As in the discrete example, the PDF, CDF, and inverse of the CDF allow us to ask questions like:
- What is the probability of observing values between some range \(a\) and \(b\) from a Normal distribution with mean \(\mu\) and standard deviation \(\sigma\)? We can compute the probability of the random variable lying between 1 and minus infinity:
pnorm(1, mean = 0, sd = 1)
## [1] 0.8413
Notice here that the probability of any point value in a PDF is always 0. This is because the probability in a continuous probability distribution is defined to be the area under the curve, and the area under the curve at any single point on the x-axis is always 0. The implication here is that we can only ask about probabilities between a range of values; e.g., the probability that \(Y\) lies between \(a\) and \(b\), or \(P(a<Y<b)\), where \(a\neq b\). Also, notice that \(P(a<Y<b)\) and \(P(a\leq Y\leq b)\) will be the same probability, because of the fact that \(P(Y=a)\) or \(P(Y=b)\) both equal 0.
- What is the quantile \(q\) such that the probability is \(p\) of observing that value \(q\) or something less (or more) than it? For example, we can work out the quantile \(q\) such that the probability of observing \(q\) or something less than it is 0.975, in the Normal(500,100) distribution. Formally, we would write this as \(F(a)=P(Y<a)\).
qnorm(0.975, mean = 500, sd = 100)
## [1] 696
The above output says that the probability that the random variable is less than \(q=696\) is 97.5%.
- Generating simulated data.
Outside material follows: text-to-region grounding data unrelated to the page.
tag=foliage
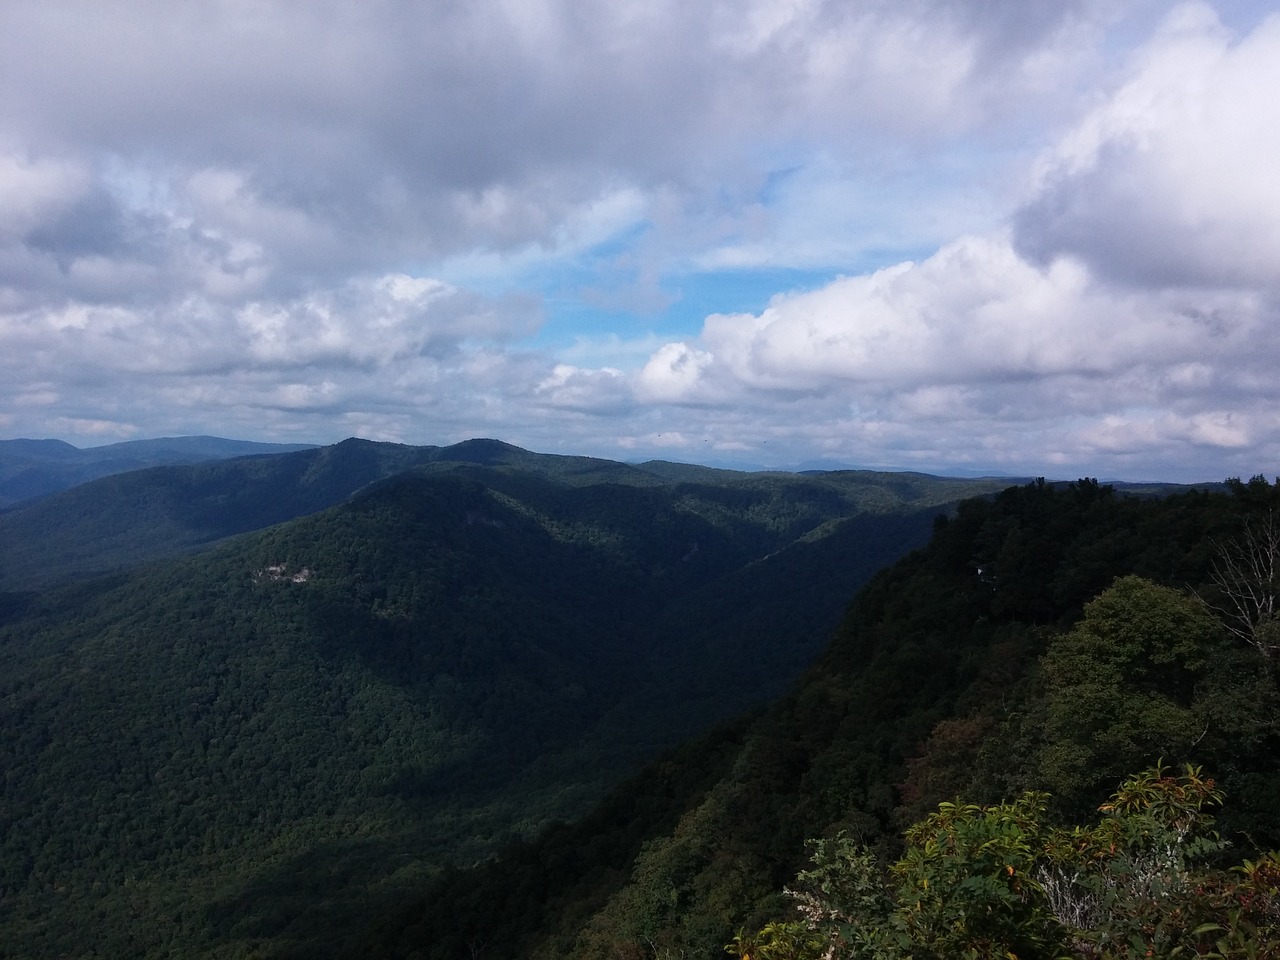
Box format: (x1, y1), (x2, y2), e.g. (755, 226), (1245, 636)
(0, 436), (1008, 593)
(0, 435), (316, 508)
(449, 477), (1280, 960)
(727, 921), (827, 959)
(1038, 577), (1224, 807)
(0, 450), (989, 958)
(751, 765), (1278, 960)
(8, 465), (1280, 959)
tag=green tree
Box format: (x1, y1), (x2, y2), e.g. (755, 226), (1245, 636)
(748, 765), (1280, 959)
(1038, 577), (1223, 806)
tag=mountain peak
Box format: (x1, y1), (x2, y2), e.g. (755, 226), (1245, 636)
(443, 438), (523, 464)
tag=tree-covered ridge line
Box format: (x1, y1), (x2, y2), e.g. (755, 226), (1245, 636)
(376, 476), (1280, 960)
(1, 454), (1010, 959)
(0, 436), (1017, 593)
(0, 434), (319, 508)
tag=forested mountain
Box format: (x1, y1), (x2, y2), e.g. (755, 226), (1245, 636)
(0, 435), (317, 508)
(369, 476), (1280, 960)
(0, 437), (1009, 593)
(0, 442), (1012, 959)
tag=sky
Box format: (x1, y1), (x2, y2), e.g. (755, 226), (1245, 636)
(2, 0), (1278, 481)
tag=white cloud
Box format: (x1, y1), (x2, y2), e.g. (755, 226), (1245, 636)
(533, 364), (631, 414)
(636, 342), (718, 404)
(683, 234), (1266, 393)
(1, 1), (1278, 481)
(1016, 3), (1280, 288)
(628, 221), (1278, 476)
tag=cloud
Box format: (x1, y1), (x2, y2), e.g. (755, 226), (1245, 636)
(237, 275), (542, 368)
(629, 229), (1277, 478)
(533, 364), (632, 414)
(587, 3), (1280, 479)
(0, 270), (544, 450)
(1015, 3), (1280, 288)
(637, 342), (718, 404)
(658, 234), (1267, 396)
(1, 1), (1277, 482)
(0, 1), (1112, 273)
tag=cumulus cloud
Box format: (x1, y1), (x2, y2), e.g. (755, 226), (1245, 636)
(648, 233), (1269, 401)
(637, 231), (1276, 426)
(619, 4), (1280, 479)
(1, 1), (1277, 481)
(1015, 3), (1280, 288)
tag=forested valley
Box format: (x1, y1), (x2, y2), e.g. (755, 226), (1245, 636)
(3, 440), (1277, 957)
(372, 475), (1280, 960)
(0, 439), (1012, 958)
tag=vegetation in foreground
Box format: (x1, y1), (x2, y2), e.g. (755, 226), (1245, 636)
(735, 765), (1278, 959)
(378, 478), (1280, 960)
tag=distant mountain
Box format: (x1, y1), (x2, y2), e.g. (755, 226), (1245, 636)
(0, 438), (423, 591)
(0, 435), (317, 507)
(0, 441), (1016, 959)
(0, 437), (1013, 594)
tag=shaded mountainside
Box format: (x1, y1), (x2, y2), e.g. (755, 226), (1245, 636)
(0, 449), (1009, 959)
(0, 435), (317, 508)
(0, 437), (1011, 594)
(0, 438), (443, 592)
(369, 477), (1280, 960)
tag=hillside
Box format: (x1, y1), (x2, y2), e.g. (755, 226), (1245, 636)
(369, 476), (1280, 959)
(0, 446), (1010, 959)
(0, 438), (1011, 594)
(0, 435), (317, 508)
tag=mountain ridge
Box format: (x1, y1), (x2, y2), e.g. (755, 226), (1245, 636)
(0, 434), (319, 508)
(0, 443), (1021, 958)
(0, 438), (1017, 593)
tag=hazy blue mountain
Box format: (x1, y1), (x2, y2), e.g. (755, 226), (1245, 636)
(0, 437), (1014, 594)
(0, 434), (317, 507)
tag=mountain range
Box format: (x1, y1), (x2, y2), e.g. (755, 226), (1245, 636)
(0, 435), (318, 509)
(0, 436), (1021, 959)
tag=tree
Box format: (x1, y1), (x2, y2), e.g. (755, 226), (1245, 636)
(1204, 508), (1280, 658)
(1037, 577), (1222, 806)
(744, 765), (1280, 959)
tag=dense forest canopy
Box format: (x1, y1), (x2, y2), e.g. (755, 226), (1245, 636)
(0, 441), (1014, 959)
(2, 443), (1276, 958)
(0, 435), (316, 508)
(372, 475), (1280, 960)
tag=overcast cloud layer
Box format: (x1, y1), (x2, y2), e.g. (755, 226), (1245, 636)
(2, 0), (1276, 481)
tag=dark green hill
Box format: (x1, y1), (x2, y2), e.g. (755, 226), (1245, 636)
(0, 438), (1010, 593)
(0, 438), (434, 591)
(371, 477), (1280, 960)
(0, 435), (317, 507)
(0, 452), (1009, 959)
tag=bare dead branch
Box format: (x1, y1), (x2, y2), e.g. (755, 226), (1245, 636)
(1204, 510), (1280, 657)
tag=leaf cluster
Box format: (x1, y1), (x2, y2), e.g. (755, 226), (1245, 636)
(754, 765), (1277, 960)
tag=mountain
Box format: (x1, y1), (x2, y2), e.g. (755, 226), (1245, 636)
(0, 438), (1015, 594)
(368, 476), (1280, 960)
(0, 442), (1015, 959)
(0, 435), (317, 508)
(0, 438), (436, 591)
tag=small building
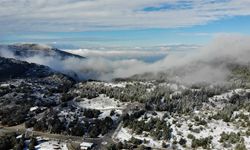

Given a vector of \(n\) independent and identically distributed data \(y\), i.e., given that each data point is being generated independently from \(Y \sim Normal(\mu,\sigma)\) for some values of the parameters \(\mu,\sigma\), the maximum likelihood estimates for the expectation and variance are
\[\begin{equation} \bar{y} = \frac{\sum_{i=1}^n y_i}{n} \end{equation}\]
\[\begin{equation} Var(y) = \frac{\sum_{i=1}^n (y_i- \bar{y})^2}{n} \end{equation}\]
As an aside, keep in mind that the formula for variance in R
is slightly different: it divides by \(n-1\) instead of \(n\).
\[\begin{equation} Var(y) = \frac{\sum_{i=1}^n (y_i- \bar{y})^2}{n-1} \end{equation}\]
The reason for this difference is simply that division by \(n-1\) leads to a so-called unbiased estimate of the variance.
Let’s simulate some sample data from a Normal distribution and compute estimates of the mean and variance.
Let’s generate \(10\) data points using the rnorm
function, and then compute the mean and variance from the simulated data:
<- rnorm(10, mean = 500, sd = 100)
y mean(y)
## [1] 543.1
var(y)
## [1] 8037
As mentioned earlier, depending on the sample size, the sample mean and sample variance from a particular sample may or may not be close to the true values of the respective parameters, despite the fact that these are maximum likelihood estimates. The estimates of the mean and variance from a particular sample will be close to the true values of the parameters as the sample size goes to infinity.